Build an AI Voice Agent that intelligently calls Exa to search the web for real-time information

Why Exa in a voice agent?

Whether you are building an internal voice agent for your employees, a customer-facing voice agent to field questions, or as a personal project, calling Exa yields massive gains:

  1. Model agnostic: Works with OpenAI, Anthropic, or any open-source model
  2. Superior search: Faster, more relevant, and more comprehensive than model search calling
  3. Always current: Real-time information instead of stale training data
  4. Configurable: Exa's model parameters can dynamically be adjusted for any use case

Example pipeline

Here's what a typical query looks like end-to-end.
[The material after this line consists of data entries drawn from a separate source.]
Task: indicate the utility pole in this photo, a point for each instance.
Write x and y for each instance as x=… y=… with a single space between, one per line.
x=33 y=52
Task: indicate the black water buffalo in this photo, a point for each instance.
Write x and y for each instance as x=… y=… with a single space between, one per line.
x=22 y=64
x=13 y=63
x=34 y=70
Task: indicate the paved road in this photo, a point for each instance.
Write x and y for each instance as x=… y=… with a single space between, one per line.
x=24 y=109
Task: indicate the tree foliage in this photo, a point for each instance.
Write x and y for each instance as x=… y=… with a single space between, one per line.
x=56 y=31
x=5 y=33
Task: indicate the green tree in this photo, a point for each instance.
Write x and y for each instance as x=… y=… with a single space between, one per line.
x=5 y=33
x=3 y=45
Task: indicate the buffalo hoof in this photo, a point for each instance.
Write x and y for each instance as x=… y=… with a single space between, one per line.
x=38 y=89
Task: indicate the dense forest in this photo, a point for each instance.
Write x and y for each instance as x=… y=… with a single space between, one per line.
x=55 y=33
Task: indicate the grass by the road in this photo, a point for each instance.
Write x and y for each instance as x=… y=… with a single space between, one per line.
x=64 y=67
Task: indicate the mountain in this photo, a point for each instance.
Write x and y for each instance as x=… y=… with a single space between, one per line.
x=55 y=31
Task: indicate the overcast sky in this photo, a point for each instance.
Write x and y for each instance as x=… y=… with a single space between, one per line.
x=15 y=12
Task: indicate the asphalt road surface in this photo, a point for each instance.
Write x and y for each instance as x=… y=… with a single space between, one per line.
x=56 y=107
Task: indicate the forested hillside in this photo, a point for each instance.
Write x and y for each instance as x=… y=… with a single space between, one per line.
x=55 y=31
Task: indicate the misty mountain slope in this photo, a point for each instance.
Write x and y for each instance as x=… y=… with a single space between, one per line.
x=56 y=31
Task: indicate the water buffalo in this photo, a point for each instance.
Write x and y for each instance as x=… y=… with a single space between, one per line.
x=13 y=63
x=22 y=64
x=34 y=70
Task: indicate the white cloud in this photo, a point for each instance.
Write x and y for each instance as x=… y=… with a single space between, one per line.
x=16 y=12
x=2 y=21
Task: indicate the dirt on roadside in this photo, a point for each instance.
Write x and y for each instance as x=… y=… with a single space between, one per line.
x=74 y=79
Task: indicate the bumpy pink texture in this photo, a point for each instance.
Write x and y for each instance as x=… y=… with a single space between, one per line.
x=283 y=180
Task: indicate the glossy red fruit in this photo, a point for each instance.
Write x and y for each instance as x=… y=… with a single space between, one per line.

Each stage runs as soon as its input is ready, keeping total latency low:

Pipeline830ms question → answer
Speech
1.2s
Router
180ms
Search
220ms
Answer
350ms
TTS
280ms

The pipeline

1

Speech-to-Text

Voice transcribed in real-time as you speak. A WebSocket connection streams audio to ElevenLabs Scribe, which returns partial and committed transcripts:

javascript
import { Scribe, RealtimeEvents } from "@elevenlabs/client";

const connection = Scribe.connect({
  token: ELEVENLABS_TOKEN,
  modelId: "scribe_v1",
  commitStrategy: "vad",
  microphone: {
    echoCancellation: true,
    noiseSuppression: true,
  },
});

connection.on(RealtimeEvents.PARTIAL_TRANSCRIPT, (data) => {
  setPartialTranscript(data.text);
});

connection.on(RealtimeEvents.COMMITTED_TRANSCRIPT, (data) => {
  setTranscript(data.text);
});

Powered by ElevenLabs Scribe. VAD (voice activity detection) automatically commits the transcript when the user stops speaking.

2

LLM Router

The LLM decides via tool-calling whether the query needs a web search or can be answered directly.

javascript
import { GoogleGenerativeAI, SchemaType } from "@google/generative-ai";

const genAI = new GoogleGenerativeAI(process.env.GEMINI_API_KEY);

const model = genAI.getGenerativeModel({
  model: "gemini-2.0-flash",
  tools: [{
    functionDeclarations: [{
      name: "web_search",
      description: "Search the web for current, real-time, or specific factual information using Exa.",
      parameters: {
        type: SchemaType.OBJECT,
        properties: {
          query: {
            type: SchemaType.STRING,
            description: "A natural language search query.",
          },
        },
        required: ["query"],
      },
    }],
  }],
});

const result = await model.generateContent({
  contents: [{ role: "user", parts: [{ text: query }] }],
});

const functionCalls = result.response.functionCalls();

The system prompt tells the model when to search. Adjust for your use case:

3

Exa Instant Search

If search is needed, page text is retrieved for LLM context using Exa's search endpoint with contents:

javascript
import Exa from "exa-js";

const exa = new Exa(process.env.EXA_API_KEY);

const result = await exa.searchAndContents(query, {
  type: "instant",
  numResults: 5,
  text: { maxCharacters: 500 },
});
4

LLM Answer

Generates a concise answer — grounded in search results with citations, or answered directly from knowledge.

javascript
const sources = results.map((r, i) =>
  `[${i + 1}] ${r.title}\n${r.text}`
).join("\n\n");

const response = await model.generateContentStream({
  contents: [{
    role: "user",
    parts: [{ text: `Question: "${query}"\n\nSOURCES:\n${sources}` }],
  }],
});

for await (const chunk of response.stream) {
  const text = chunk.text();
  sendToClient(text);
  sendToTTS(text);
}

The search-grounded prompt tells the model how to synthesize an answer from sources:

5

Text-to-Speech

Answer streamed as audio via a WebSocket to ElevenLabs, played back immediately as chunks arrive.

javascript
const ws = new WebSocket(
  `wss://api.elevenlabs.io/v1/text-to-speech/${voiceId}/stream-input?model_id=eleven_flash_v2_5&output_format=mp3_22050_32`,
  { headers: { "xi-api-key": ELEVENLABS_API_KEY } }
);

ws.on("open", () => {
  ws.send(JSON.stringify({
    text: " ",
    voice_settings: { stability: 0.5, similarity_boost: 0.75 },
  }));
});

ws.on("message", (data) => {
  const { audio, isFinal } = JSON.parse(data);
  if (audio) sendAudioToClient(audio);
  if (isFinal) ws.close();
});

That's it! The model decides when to search, executes Exa queries for real-time information, and speaks the answer — all in under a second.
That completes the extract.